News | December 22, 2022


Service charge payments will be a familiar term to most residential and commercial lessees. The amount you have to pay in service charge in any given year is dependent on a number of factors, and the starting point is always to check the terms of your lease. However, in certain periods tenants may see fluctuations in the service charge demands received, which can often be attributed to the landlord having carried out a significant set of works to a property which they want to reclaim (some) of the cost for. 

Section 20 of the Landlord and Tenant Act 1985 (“1985 Act“) sets out the landlord’s requirement to consultant a residential tenant in relation to certain service charge contributions due from the tenant.

Who does it effect?

Section 30 of the 1985 Act indicates that consultation will apply to all landlords who have a right to enforce payment of service charge. The consultation requirements extends beyond just freeholders and will apply to any management company or head tenant who has the right to enforce service charge payments. In terms of who and what falls under the service charge costs category will largely depend on the terms and definitions contained in the lease.

What works trigger consultation requirements

Given the associated time implications in following the section 20 procedure the requirement to consult a tenant will only be triggered if they fall into the category of either “qualifying works” or “qualifying long-term agreements”.

  • Qualifying works – defined as a single set of works that will cost any one contributing residential tenant over £250. In a building made up of several residential tenants who contribute differing amounts of service charge the need for consultation will be triggered if just one of those tenants has to pay over £250.
  • Qualifying long-term agreements – an agreement entered into by the landlord with a third party provider for a period of more than 12 months, where the amount payable by a residential tenant in any one accounting period is over £100.

The consultation process and failure to consult

The consultation process is as set out in The Service Charges (Consultation Requirements) (England) Regulations 2003, in brief the consultation involves a four stage process:

  • Notice of intention;
  • Inspection of proposed works;
  • Duty to have regard to observations; and
  • Landlord’s response to observations.

The consultation period under the regulations is designed to be formulaic. However, there is a risk that where the residential tenants push back on a landlord’s intended works the landlord may face significant delays in proceeding with the works.

One option for a landlord is to apply to the First-tier Tribunal for a dispensation from the need to consult. The application can be retrospective to carrying out the work, for example where the work needed was urgent. In deciding whether to award dispensation the tribunal will consider a number of factors including whether the residential tenants suffered any prejudice as a result of the landlord’s failure to consult.

Otherwise, where the landlord has failed to consult they are risked of being capped for the amount of service charge they may recover from their tenants. For example for Qualifying Works that cap will be set at £250 which can be a significant drawback depending on the cost of the work proposed.

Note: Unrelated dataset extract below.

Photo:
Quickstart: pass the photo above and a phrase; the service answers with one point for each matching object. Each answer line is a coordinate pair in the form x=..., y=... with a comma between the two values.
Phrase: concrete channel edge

The section 20 procedure should not be something that either a landlord or a tenant fears. It provides clear guidelines a landlord should follow when looking to recover service charge for any qualifying works. Landlords will need to consider questions such as commerciality, i.e. is the time taken for consultation proportionate to the level of costs they are seeking to recover. It similarly gives a tenant an important level of protection against would could be otherwise excessive service charge costs.

Key points

  • Section 20 procedure offers an important level of protection to residential tenants who pay a service charge.
  • A landlord’s failure to consult may result in the costs they are able to recover from the tenant being capped.
  • Both the landlord and the tenant need to pay close attention to their lease terms and how those terms cater for service charge payments.